In [498]:
import pandas as pd
import numpy as np
import random

# Function definitions

In [499]:
# For a specified array of centers and an array with measurements of a numerical variable,
# returns the sum of the distance of each measurement to the closest center.
def total_distance_to_centers(centers, data_attribute):
    d = 0
    for x in data_attribute:
        if not np.isnan(x):
            d = d + np.min(np.abs(centers - x))
    return d

In [553]:
data_attribute = data[attribute]

def compute_kohonen_centers(n_centers, data_attribute_input, max_iterations=1000000, dataset_rounds=15):
    
    debug = False
    
    # Get data
    data_attribute_input.dropna(inplace=True)
    data_attribute = data_attribute_input.as_matrix()
    
    # Initialize equidistant centerns
    step = (data_attribute.max() - data_attribute.min()) / (n_centers-1)
    centers = data_attribute.min() + step * np.arange(n_centers)
    
    # Compute sum of distances of each point to the closest center
    D = total_distance_to_centers(centers, data_attribute)
    
    #print("Initial equidistant centers: ", centers)
    #print("Initial distance to centers: ", D)
    
    D_previous = D + 1.0
    dataset_round = 0
    it = 0
    eta = 0.6
    pertubation_precision = 5.0
    
    while  dataset_round <  dataset_rounds and it < max_iterations:
        data_attribute = data_attribute_input.as_matrix()
        
        while len(data_attribute) > 0 and np.abs(D_previous - D) > 0 and it < max_iterations:


            # Randomly pop a value of data_attribute
            random_index = random.randrange(len(data_attribute))
            random_x = data_attribute[random_index]
            data_attribute = np.delete(data_attribute, random_index)

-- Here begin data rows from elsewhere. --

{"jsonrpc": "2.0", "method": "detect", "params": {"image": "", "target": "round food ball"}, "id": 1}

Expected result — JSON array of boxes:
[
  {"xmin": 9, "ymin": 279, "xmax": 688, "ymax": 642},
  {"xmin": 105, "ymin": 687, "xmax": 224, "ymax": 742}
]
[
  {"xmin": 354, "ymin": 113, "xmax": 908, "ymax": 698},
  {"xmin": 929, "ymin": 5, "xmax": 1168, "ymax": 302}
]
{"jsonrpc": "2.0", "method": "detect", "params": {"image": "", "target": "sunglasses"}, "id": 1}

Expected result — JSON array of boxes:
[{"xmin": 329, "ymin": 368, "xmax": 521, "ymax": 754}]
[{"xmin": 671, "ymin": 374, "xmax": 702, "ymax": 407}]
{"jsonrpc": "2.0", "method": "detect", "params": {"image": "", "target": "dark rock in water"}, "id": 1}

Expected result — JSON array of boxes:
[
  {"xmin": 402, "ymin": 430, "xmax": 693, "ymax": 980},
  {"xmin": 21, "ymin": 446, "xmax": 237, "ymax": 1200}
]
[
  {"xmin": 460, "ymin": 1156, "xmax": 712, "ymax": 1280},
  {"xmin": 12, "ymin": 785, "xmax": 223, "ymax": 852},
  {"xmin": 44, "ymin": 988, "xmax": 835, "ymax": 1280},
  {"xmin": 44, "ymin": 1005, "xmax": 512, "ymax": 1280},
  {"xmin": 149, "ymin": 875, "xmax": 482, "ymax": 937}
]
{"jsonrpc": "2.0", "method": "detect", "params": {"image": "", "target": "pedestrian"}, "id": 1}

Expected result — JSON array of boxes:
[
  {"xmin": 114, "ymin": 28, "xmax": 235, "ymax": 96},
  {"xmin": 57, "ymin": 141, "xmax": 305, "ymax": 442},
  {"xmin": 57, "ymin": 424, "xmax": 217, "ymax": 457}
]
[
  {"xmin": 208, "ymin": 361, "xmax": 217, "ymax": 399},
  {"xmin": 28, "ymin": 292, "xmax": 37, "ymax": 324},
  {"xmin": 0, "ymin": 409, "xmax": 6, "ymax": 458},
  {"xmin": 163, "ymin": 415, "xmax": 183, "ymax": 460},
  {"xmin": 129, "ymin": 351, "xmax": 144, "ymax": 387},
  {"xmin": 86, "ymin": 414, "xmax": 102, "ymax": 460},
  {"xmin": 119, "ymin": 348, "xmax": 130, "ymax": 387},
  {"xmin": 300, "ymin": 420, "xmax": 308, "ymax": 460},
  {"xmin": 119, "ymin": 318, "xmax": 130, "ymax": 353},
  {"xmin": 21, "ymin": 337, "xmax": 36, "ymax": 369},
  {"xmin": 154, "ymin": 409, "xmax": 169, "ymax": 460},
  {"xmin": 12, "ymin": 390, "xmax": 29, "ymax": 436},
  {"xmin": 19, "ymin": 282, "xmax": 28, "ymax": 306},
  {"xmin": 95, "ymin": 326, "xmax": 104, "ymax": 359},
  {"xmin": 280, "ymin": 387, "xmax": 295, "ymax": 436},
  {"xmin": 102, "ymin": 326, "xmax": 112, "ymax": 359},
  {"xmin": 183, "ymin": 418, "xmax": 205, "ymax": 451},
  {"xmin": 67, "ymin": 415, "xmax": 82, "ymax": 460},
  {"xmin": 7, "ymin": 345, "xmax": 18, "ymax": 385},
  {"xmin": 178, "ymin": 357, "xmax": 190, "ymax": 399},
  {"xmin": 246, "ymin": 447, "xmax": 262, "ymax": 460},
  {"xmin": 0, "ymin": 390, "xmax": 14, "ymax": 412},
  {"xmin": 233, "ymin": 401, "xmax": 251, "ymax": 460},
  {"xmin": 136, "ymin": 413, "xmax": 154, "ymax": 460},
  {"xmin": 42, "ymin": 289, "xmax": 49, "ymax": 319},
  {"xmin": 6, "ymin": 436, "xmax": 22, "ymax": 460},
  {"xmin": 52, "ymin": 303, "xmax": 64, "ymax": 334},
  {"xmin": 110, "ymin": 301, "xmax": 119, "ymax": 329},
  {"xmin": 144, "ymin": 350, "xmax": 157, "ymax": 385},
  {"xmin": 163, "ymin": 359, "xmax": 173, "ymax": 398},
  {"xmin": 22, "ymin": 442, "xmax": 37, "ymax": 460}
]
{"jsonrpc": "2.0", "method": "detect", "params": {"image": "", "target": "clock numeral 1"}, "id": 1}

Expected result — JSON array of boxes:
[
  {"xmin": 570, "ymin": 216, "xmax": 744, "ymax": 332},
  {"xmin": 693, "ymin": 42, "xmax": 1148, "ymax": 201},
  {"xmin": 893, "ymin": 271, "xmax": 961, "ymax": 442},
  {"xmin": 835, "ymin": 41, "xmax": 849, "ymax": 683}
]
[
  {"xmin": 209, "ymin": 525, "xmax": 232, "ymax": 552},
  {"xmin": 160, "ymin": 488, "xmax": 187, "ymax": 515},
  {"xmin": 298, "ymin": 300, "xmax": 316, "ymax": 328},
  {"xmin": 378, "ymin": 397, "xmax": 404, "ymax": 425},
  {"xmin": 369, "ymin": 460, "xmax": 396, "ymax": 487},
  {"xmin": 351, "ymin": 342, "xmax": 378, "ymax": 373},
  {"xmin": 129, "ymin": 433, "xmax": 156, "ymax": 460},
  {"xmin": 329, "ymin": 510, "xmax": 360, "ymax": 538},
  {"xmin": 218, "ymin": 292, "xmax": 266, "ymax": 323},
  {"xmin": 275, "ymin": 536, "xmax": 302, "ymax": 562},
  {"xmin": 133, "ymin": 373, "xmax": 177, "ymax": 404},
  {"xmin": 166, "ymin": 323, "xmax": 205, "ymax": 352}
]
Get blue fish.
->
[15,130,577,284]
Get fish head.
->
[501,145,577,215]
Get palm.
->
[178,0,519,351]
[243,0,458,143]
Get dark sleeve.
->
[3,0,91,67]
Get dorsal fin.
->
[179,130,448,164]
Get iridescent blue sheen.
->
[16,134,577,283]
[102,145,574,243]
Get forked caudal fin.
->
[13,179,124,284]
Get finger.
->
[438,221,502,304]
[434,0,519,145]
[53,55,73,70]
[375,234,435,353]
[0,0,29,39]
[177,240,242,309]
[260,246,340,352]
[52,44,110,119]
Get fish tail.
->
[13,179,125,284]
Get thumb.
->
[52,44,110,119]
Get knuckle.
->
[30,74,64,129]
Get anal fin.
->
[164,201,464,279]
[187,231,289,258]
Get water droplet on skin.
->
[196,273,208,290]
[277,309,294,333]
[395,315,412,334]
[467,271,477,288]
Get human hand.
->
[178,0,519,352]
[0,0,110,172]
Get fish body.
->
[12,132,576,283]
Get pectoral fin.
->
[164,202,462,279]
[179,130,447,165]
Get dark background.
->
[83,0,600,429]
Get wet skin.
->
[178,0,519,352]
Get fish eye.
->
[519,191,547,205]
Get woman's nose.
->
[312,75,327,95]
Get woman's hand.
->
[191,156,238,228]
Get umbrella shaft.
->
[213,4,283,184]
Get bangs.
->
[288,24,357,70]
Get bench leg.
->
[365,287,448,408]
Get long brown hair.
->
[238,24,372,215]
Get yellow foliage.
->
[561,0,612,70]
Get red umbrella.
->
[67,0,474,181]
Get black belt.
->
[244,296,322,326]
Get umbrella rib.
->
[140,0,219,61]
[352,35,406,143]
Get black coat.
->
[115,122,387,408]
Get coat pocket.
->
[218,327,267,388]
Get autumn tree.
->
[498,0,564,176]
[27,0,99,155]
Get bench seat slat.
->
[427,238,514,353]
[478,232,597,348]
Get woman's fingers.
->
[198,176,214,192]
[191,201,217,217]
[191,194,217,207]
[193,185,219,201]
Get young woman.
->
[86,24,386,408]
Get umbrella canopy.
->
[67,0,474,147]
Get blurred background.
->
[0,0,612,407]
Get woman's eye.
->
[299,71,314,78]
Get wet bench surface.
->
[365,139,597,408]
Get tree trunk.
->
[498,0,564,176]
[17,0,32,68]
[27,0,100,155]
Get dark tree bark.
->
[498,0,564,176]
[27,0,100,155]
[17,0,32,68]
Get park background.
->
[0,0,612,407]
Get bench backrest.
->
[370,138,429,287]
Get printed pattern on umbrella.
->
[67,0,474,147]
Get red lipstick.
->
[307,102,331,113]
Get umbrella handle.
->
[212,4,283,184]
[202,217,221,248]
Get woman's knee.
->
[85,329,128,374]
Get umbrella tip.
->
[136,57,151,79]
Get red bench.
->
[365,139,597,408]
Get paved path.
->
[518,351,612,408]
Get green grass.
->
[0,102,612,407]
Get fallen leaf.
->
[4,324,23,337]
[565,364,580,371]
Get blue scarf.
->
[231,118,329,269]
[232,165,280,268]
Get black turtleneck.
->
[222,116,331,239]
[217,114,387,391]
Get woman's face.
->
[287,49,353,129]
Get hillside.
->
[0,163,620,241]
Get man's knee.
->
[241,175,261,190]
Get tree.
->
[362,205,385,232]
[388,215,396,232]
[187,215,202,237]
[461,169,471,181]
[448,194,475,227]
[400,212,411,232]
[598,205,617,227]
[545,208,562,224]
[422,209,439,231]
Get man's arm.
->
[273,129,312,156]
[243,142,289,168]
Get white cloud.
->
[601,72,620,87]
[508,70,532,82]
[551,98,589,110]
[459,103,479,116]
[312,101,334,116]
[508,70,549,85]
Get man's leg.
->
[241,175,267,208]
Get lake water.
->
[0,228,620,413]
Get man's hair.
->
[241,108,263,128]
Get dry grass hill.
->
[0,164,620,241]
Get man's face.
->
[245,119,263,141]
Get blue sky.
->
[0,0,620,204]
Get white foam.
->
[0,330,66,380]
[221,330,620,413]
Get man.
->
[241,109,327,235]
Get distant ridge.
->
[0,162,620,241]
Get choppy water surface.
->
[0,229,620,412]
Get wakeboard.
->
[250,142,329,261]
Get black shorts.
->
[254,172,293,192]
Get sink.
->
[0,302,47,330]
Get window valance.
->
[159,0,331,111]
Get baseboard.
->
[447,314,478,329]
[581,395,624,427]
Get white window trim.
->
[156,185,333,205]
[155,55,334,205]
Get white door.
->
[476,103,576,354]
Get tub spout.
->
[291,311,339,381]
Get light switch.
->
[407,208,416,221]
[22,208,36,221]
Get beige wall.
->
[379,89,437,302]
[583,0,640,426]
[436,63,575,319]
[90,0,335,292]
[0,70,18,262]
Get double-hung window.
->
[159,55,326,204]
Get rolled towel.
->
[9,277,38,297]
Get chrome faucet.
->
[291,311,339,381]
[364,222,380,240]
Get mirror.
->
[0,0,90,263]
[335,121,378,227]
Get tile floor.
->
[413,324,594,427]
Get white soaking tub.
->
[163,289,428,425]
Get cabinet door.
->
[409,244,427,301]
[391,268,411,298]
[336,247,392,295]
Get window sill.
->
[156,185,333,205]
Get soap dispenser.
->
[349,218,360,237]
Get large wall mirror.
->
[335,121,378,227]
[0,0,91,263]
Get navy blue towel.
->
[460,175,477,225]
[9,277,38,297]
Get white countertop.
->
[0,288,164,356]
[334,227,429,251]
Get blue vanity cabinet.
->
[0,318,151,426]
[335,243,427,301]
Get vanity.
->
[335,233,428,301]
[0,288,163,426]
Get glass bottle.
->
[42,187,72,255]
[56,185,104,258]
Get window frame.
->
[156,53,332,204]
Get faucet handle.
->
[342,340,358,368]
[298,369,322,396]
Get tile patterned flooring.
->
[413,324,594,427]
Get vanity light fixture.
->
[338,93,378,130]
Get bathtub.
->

            # Get closest center and it's position
            closest_center_index = np.argmin(np.abs(centers - random_x))
            closest_center = centers[closest_center_index]

            # Small perturbation to prevent iterations without updates, in case random_x is equal to closest_center
            random_float = np.random.rand()
            while random_float == 0: random_float = np.random.rand() # need non-zero float in (0,1)
            # make sure pertubation goes to zero by multiplying by eta

            if len(data_attribute > 0):
                perturbation = 10**(-pertubation_precision) * eta * data_attribute.std() * random_float
            else:
                # Prevent running data_attribute.std() when data_attribute is empty
                perturbation = 10**(-pertubation_precision) * eta * perturbation * random_float

            # Update rule for the centers
            centers[closest_center_index] = closest_center + eta * (random_x - closest_center + perturbation)

            if debug:
                print("\nIteration: ", it)

                print("random_index", random_index)
                print("random_x", random_x)

                print("closest_center_index", closest_center_index)
                print("closest_center", closest_center)

                print("centers: ", centers)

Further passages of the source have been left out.